JANUARY 23, 1864:
The
Union, having banned trading with Rebel States early in the war, declared that the
Border States of Kentucky and Missouri were no longer subject to the ban as
they were “no longer in rebellion.”
Sharecropping is born:
President
Abraham Lincoln approves a new policy directing plantation owners to recognize
the freedom of their former slaves.
The policy directs that the Freedmen are to be hired and
paid fairly for their labor. Lincoln’s hope is “to re-commence the cultivation
of . . . plantations.” The military is
to ensure compliance with the new system.

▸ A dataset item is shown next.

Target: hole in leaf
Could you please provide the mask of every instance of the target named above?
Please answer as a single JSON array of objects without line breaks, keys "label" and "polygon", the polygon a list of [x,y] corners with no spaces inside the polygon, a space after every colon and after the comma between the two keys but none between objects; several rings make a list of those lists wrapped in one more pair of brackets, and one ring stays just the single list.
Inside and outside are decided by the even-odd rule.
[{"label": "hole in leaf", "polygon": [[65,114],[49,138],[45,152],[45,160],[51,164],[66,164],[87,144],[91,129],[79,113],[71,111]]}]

Most of the white landowners, financially ruined by the war,
can only offer payment-in-kind as a percentage of the crop raised. The newly
freed thus move from slavery to serfdom.
The idea of Unionist slaveholders emancipating their slaves
and then hiring them back as wage-earners had been bruited about for some time. President Lincoln announces that the Federal Government will
subsidize the former slaveowners’ extra expenses in effectuating this plan. Few
people apply for the extra funds, and eventually the offer is discontinued.
The Raleigh Standard
inveigles against the Confederate Congress, the Conscription Act and the suspension
of Habeas Corpus in the South --- in short, the Confederacy has taken all the
steps the Union is taking to win the war. Recognizing that there is no
fundamental difference between the central governments of the two States of
America, United or Confederate, the editor demands to know why:
If the civil law is
to be trampled under foot by the suspension of the writ of habeas corpus, and
every able-bodied man placed in the army from sixteen to sixty-five, — if no
man is to have a hearing before a State Judge, as to the right of the enrolling
officer to seize him, and if the rights of the States are to be ignored and
swept away by the mere creature of the States; the common Government, the
people of North Carolina will take their own affairs into their own hands, and
will proceed, in convention assembled, to vindicate their liberties and their
privileges. They will not submit to a military despotism. They will not submit
to the destruction of their rights, personal and civil, in this or any other
war.… Woe to the official character who shall attempt to turn the arms of the
Confederate soldiers against the people of this State! North Carolina will not
be the slave of either the Congress at Richmond or Washington. She is this day,
as she has been from the first, the keystone of the Confederate arch. If that
stone should fall, the arch will tumble.…
Is it not an outrage
on every principle of free government for men of desperate fortunes, professing
to represent other States on whose soil they dare not set their foot, to make
and enforce odious and oppressive laws on our people?…
Trust them no longer.
Remember their fair promises. The dwellers in the garden of Eden, when they
listened to the tempting promises of Satan, were not worse deceived and ruined
than were the people of the fair, happy, and blooming South when they listened to
the fair promises of those arch deceivers, Yancey,
Wise & Co.
A heretofore
contented, prosperous, and happy people were told by them that we must withdraw
all connection from our Northern taskmasters, who were making us pay one dollar
and fifty cents for shoes, ten cents per yard for shirting, two dollars per
sack for salt, ten cents per pound for sugar, the same for coffee, &c. And
these same reckless men, who are now for putting all into the army, (except for
themselves and a few favorites,) then told us that secession would be
peaceable, and there would be no war; that we were to have a nation of our own,
free from extortioners — a perfect paradise with the tree of life, the cotton
plant, in our midst, before which all nations were to bow down and worship, and
from which rivers of free trade were to flow to the ends of the earth, on the
bosom of which the rich merchandise from every clime was to be freighted and
poured down in our laps free of taxation. How have they deceived us? The blood
of hundreds of thousands of our poor children, smoking from the many
battlefields, and the cries of starving women and children tell the tale. Will
our people be longer deceived by those false prophets and arch-deceivers? Or
will they not command the peace, and staunch these rivers of blood?